I shrugged, but I don’t think she noticed.

“It was like the only thing she had. I mean, she hardly had anything, like she coulda put all her stuff in a cardboard box, another box for the trophies. I felt sorry for her. I didn’t mind when she borrowed my clothes. I even tried to give her my sleeping bag.”

“Jeannie, did she have a place where she kept special things? A place for jewelry or old photographs?”

“Like where she maybe kept your stuff?” She placed her tongue between her teeth and frowned in concentration. “Well, she had this old candy box, not even like Godiva, some drugstore thing. An old Whitman’s Sampler box. Yeah.”

“Did she leave anything behind, a slip of paper, something you might not have thought was important?”

She avoided my eyes, staring down at the table. “I found one of her trophies, a small one, under the bed. I was going to give it back to her sometime. I didn’t throw it away. Do you want it?”

“If you don’t mind.”

“I
want
you to have it. I mean, you were her friend.”

“Why didn’t you tell me yesterday? Why did you run away?”

“They told me not to talk about her. They told me not to talk to anybody. Grayson and Miranda and this guy they sent over from Legal Services.”

Grayson was one of the housemasters.

“You won’t tell anybody I said anything? Like you’re not gonna testify I said I didn’t like her, are you? I didn’t really mean it. She didn’t like me, so I was glad when she left. And now she’s dead and I just fucking missed my science class and I’m going to flunk out before they kick me out, and my parents will be so upset.” She shoved her plate away and her head sank until her cheek met the tabletop.
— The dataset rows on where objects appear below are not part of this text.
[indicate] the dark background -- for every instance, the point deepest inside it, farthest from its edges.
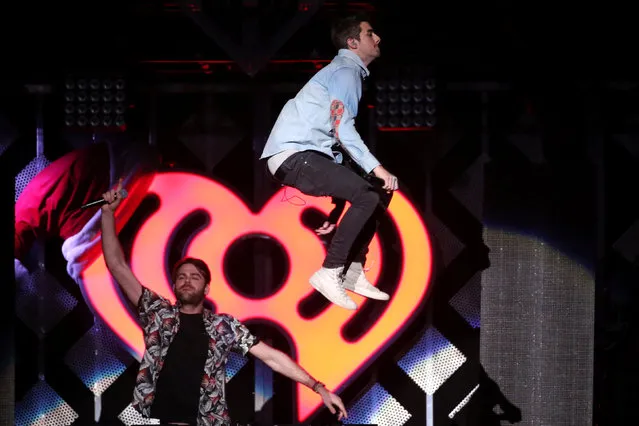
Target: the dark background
(570, 68)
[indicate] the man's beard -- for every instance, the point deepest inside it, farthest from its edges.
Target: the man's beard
(190, 297)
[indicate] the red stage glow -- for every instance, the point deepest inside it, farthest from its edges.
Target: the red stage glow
(320, 348)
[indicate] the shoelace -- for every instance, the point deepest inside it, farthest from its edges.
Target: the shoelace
(340, 288)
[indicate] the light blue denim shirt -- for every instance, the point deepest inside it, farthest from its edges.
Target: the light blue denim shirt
(304, 122)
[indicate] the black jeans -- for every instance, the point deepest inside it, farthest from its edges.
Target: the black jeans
(315, 174)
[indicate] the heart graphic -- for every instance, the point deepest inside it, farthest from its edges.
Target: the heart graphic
(318, 342)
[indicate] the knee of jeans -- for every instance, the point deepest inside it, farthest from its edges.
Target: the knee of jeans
(367, 198)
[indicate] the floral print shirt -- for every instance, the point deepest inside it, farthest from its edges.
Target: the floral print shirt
(160, 321)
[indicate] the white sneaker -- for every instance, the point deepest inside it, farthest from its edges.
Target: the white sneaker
(329, 283)
(356, 282)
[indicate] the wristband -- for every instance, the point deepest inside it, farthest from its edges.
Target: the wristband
(317, 385)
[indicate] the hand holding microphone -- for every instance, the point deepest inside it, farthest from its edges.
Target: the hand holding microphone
(112, 199)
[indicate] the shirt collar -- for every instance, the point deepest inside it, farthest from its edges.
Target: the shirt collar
(353, 57)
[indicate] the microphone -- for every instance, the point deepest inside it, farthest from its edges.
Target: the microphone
(122, 193)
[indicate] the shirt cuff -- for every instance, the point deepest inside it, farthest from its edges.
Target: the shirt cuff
(368, 162)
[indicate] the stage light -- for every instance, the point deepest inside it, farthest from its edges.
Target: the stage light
(89, 102)
(405, 99)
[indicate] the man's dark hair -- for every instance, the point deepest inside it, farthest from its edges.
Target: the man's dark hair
(199, 264)
(345, 28)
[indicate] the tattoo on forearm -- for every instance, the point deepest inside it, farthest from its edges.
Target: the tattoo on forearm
(337, 111)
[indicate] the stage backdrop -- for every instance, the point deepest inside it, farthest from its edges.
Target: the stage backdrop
(196, 187)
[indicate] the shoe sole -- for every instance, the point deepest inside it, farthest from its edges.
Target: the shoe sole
(313, 279)
(375, 296)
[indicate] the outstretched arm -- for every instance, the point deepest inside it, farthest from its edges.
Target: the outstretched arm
(113, 255)
(283, 364)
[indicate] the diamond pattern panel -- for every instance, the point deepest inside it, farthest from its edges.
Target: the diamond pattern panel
(29, 172)
(98, 359)
(234, 364)
(42, 406)
(467, 301)
(431, 361)
(41, 302)
(377, 407)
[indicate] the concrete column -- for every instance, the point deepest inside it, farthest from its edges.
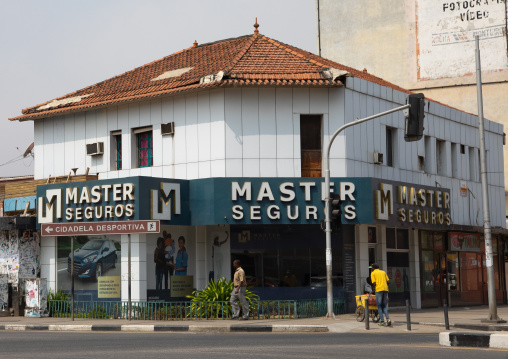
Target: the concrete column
(381, 248)
(49, 266)
(201, 278)
(361, 256)
(414, 269)
(138, 267)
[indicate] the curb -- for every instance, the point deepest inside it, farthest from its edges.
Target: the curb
(169, 328)
(474, 340)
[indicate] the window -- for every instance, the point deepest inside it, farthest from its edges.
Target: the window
(441, 157)
(455, 160)
(143, 154)
(372, 234)
(390, 146)
(472, 171)
(145, 149)
(116, 150)
(397, 238)
(428, 156)
(310, 145)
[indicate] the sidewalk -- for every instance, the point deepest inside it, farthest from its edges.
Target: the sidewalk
(423, 321)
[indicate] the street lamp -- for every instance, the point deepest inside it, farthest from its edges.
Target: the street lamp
(413, 132)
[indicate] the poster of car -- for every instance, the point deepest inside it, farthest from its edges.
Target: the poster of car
(94, 257)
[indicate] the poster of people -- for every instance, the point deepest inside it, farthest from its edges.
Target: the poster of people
(97, 260)
(170, 271)
(220, 251)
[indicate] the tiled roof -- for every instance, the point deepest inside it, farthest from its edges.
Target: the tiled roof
(254, 60)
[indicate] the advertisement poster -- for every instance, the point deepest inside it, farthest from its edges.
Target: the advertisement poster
(181, 286)
(220, 249)
(169, 259)
(109, 287)
(94, 257)
(446, 33)
(399, 279)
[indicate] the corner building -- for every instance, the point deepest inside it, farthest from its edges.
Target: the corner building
(223, 143)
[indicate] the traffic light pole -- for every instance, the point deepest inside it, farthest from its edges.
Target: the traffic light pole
(492, 317)
(328, 226)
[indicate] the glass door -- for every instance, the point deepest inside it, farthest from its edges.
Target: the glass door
(441, 286)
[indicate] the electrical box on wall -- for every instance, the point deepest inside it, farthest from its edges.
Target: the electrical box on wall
(168, 128)
(96, 148)
(378, 158)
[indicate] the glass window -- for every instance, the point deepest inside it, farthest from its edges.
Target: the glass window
(372, 234)
(310, 145)
(398, 271)
(452, 267)
(469, 269)
(427, 240)
(390, 238)
(118, 159)
(145, 149)
(390, 138)
(402, 239)
(438, 241)
(441, 157)
(429, 279)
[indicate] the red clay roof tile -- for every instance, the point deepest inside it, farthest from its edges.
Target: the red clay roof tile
(252, 60)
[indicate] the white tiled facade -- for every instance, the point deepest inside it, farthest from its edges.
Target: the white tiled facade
(254, 132)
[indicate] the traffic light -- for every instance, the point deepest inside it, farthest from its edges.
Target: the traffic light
(414, 118)
(335, 211)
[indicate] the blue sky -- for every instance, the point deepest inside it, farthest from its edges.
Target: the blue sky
(51, 48)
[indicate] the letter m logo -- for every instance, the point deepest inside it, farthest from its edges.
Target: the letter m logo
(165, 201)
(50, 207)
(384, 201)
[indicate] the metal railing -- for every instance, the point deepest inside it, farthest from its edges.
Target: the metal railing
(263, 309)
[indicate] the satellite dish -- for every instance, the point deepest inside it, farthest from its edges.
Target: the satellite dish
(28, 151)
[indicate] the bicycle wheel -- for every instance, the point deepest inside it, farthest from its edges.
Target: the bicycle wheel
(360, 314)
(375, 316)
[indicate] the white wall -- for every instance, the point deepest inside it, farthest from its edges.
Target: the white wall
(363, 98)
(254, 132)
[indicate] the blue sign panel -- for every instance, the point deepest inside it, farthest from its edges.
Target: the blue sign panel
(243, 201)
(277, 200)
(123, 199)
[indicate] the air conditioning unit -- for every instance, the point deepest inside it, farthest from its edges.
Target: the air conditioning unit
(96, 148)
(168, 128)
(378, 158)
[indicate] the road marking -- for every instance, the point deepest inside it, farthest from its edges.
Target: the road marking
(443, 347)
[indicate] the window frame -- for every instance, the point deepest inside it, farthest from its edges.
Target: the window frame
(149, 148)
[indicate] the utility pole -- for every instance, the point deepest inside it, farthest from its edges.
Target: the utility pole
(489, 262)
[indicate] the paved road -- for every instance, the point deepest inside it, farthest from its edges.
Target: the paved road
(114, 345)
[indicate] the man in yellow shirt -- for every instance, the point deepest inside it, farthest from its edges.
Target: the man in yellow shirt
(380, 280)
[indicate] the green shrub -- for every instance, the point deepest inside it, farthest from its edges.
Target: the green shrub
(209, 302)
(58, 295)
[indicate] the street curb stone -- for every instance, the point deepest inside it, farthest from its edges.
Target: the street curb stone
(251, 328)
(473, 340)
(300, 328)
(171, 328)
(168, 328)
(72, 327)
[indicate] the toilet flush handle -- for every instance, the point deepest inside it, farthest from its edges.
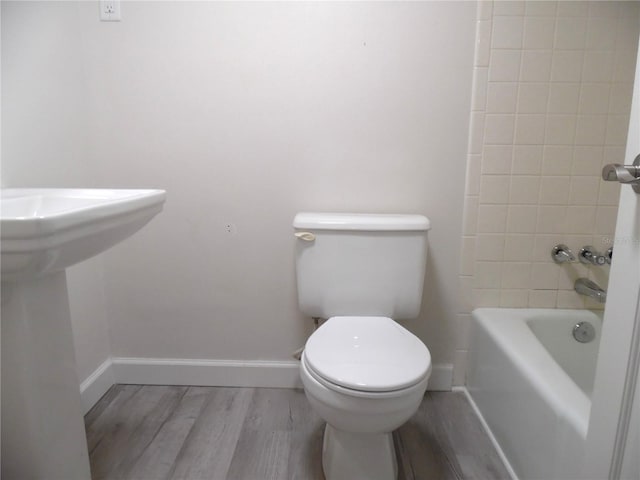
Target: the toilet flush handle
(306, 236)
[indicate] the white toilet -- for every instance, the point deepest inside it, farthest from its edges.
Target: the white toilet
(362, 372)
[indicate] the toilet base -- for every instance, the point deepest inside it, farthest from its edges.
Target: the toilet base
(358, 456)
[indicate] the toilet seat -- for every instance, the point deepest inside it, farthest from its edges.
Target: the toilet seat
(367, 354)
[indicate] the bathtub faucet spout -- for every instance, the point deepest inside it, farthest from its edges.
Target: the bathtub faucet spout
(584, 286)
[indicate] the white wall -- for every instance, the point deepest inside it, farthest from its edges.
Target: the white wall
(45, 140)
(246, 113)
(551, 99)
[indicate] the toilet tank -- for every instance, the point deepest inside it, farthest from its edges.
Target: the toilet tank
(360, 264)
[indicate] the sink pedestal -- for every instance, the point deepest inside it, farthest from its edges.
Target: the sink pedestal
(43, 433)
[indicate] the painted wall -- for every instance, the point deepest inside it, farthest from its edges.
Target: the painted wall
(551, 99)
(246, 113)
(46, 141)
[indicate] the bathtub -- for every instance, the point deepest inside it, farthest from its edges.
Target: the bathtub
(531, 382)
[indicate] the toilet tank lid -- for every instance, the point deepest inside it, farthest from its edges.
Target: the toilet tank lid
(361, 221)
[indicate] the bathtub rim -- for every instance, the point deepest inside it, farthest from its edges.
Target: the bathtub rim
(502, 324)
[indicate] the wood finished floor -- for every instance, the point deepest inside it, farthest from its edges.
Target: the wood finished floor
(211, 433)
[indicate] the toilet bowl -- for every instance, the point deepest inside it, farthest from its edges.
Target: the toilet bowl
(365, 376)
(362, 372)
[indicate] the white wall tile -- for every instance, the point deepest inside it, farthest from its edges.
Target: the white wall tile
(580, 219)
(624, 66)
(591, 130)
(584, 190)
(499, 129)
(549, 134)
(594, 98)
(518, 247)
(540, 8)
(544, 275)
(487, 275)
(492, 218)
(516, 275)
(530, 129)
(542, 298)
(627, 30)
(569, 299)
(460, 360)
(524, 190)
(485, 9)
(542, 245)
(564, 97)
(557, 159)
(604, 10)
(484, 297)
(620, 98)
(507, 32)
(609, 193)
(476, 131)
(587, 160)
(560, 129)
(521, 218)
(501, 97)
(605, 223)
(496, 159)
(570, 33)
(472, 183)
(566, 66)
(551, 219)
(510, 298)
(527, 160)
(463, 330)
(601, 33)
(504, 65)
(613, 154)
(489, 246)
(483, 44)
(532, 98)
(538, 33)
(494, 189)
(598, 66)
(536, 65)
(573, 8)
(479, 93)
(470, 215)
(508, 7)
(617, 128)
(465, 294)
(570, 272)
(467, 255)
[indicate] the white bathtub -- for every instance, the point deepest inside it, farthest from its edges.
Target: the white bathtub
(532, 382)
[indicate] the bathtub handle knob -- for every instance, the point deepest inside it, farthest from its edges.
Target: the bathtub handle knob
(630, 174)
(590, 256)
(561, 254)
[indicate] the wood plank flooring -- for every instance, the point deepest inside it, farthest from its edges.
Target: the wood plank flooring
(211, 433)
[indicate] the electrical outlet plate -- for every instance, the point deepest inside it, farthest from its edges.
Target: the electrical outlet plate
(110, 10)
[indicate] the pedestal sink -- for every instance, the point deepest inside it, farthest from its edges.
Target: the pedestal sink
(42, 232)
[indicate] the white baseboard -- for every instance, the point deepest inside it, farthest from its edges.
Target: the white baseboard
(215, 373)
(96, 385)
(219, 373)
(441, 378)
(487, 429)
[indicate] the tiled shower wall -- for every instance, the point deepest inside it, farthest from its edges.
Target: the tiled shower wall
(551, 99)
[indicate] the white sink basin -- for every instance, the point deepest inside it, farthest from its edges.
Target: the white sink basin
(44, 230)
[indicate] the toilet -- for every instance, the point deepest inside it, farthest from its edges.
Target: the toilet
(362, 372)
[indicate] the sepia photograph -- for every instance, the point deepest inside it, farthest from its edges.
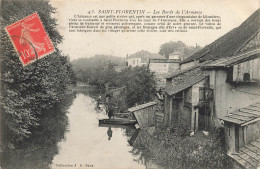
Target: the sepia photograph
(130, 84)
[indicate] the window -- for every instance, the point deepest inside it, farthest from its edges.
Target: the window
(201, 94)
(246, 77)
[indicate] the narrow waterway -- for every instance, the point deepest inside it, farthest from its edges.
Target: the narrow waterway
(86, 144)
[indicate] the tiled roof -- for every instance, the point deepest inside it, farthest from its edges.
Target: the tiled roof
(245, 115)
(249, 155)
(185, 81)
(132, 109)
(116, 89)
(226, 62)
(231, 42)
(156, 56)
(164, 60)
(145, 55)
(174, 74)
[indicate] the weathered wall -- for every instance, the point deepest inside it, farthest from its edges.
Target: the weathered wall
(188, 65)
(252, 67)
(252, 132)
(229, 98)
(195, 101)
(230, 137)
(161, 70)
(146, 116)
(134, 62)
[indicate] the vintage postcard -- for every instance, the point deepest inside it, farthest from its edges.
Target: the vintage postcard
(130, 84)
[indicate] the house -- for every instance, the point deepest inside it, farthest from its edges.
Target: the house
(216, 80)
(176, 55)
(161, 68)
(142, 58)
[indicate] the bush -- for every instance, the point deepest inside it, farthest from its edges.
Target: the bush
(174, 150)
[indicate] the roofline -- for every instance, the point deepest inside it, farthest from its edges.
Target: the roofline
(166, 60)
(248, 40)
(206, 76)
(181, 72)
(252, 55)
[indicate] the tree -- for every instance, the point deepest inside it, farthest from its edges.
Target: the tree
(28, 91)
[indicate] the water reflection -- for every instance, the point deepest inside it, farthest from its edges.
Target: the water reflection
(37, 152)
(70, 136)
(87, 143)
(109, 132)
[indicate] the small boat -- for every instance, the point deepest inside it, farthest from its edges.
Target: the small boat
(118, 121)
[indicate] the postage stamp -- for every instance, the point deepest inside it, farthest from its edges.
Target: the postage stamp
(30, 39)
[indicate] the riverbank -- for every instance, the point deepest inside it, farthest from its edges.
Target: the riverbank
(178, 150)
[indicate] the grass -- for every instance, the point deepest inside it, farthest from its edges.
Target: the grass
(175, 149)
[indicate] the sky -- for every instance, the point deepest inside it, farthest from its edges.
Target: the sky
(84, 45)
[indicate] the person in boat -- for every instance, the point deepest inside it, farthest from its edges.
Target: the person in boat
(98, 101)
(109, 133)
(110, 112)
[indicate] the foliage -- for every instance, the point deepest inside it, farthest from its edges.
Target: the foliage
(28, 91)
(174, 151)
(38, 150)
(140, 85)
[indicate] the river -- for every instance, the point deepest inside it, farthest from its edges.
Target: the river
(69, 136)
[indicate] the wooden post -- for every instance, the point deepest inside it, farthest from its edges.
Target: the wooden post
(166, 116)
(170, 112)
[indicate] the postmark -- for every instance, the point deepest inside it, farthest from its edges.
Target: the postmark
(30, 39)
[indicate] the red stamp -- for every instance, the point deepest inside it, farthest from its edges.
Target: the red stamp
(30, 39)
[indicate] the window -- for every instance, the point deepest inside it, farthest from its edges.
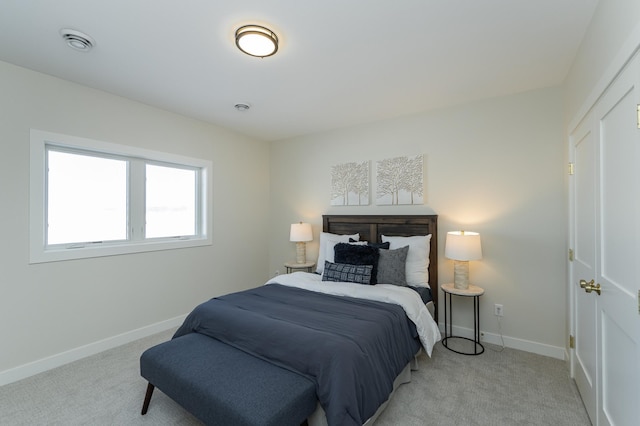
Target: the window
(91, 198)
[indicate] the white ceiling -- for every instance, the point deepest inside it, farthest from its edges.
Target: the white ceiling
(340, 62)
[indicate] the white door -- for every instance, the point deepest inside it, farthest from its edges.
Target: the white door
(605, 234)
(583, 211)
(618, 272)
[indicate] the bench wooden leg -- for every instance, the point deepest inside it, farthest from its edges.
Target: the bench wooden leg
(147, 398)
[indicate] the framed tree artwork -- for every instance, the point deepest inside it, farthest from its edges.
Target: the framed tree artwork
(350, 184)
(400, 180)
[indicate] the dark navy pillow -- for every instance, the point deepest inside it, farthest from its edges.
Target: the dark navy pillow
(353, 254)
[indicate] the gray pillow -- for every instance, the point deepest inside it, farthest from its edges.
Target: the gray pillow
(391, 266)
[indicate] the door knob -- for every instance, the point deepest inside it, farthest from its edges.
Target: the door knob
(589, 288)
(584, 284)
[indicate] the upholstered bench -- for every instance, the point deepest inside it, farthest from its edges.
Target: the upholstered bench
(222, 385)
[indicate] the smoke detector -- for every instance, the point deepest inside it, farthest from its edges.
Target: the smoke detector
(77, 40)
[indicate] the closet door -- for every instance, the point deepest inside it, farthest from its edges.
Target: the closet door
(618, 270)
(605, 234)
(585, 306)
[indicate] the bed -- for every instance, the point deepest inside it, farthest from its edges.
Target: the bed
(355, 342)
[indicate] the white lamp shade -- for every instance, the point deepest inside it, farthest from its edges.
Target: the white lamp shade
(463, 245)
(300, 232)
When I was twenty-one, a close friend killed himself. Last person in the world to do it, I thought, so I didn’t accept it as suicide. I saw it as another kind of murder, and I wanted to find the culprit. I blamed his parents, blamed his friends, blamed myself. Why the hell hadn’t I been sharp enough, smart enough, to see it coming, head it off?

“Come on.” I urged her out of the booth, plunked money on the counter, and raised my eyebrows at the inquisitive waitress.

Chaney seemed to have put his feelings for Denali Brinkman in a box, locked it, and buried it six feet under. Chaney might not blame himself for Denali’s suicide, but this girl did. I grabbed her hand and explained where we were headed. For a moment, I thought she’d run again, but then I caught a glimmer of relief in her eyes.

Harvard Health Services is four floors up, in Holyoke Center. The waiting room was far from crowded, and after twenty minutes of “fill in the forms” inaction, I made myself unpleasant. The reception gorgon was brittle and defensive. Her nameplate said Jo, and she wanted me to know she was overworked.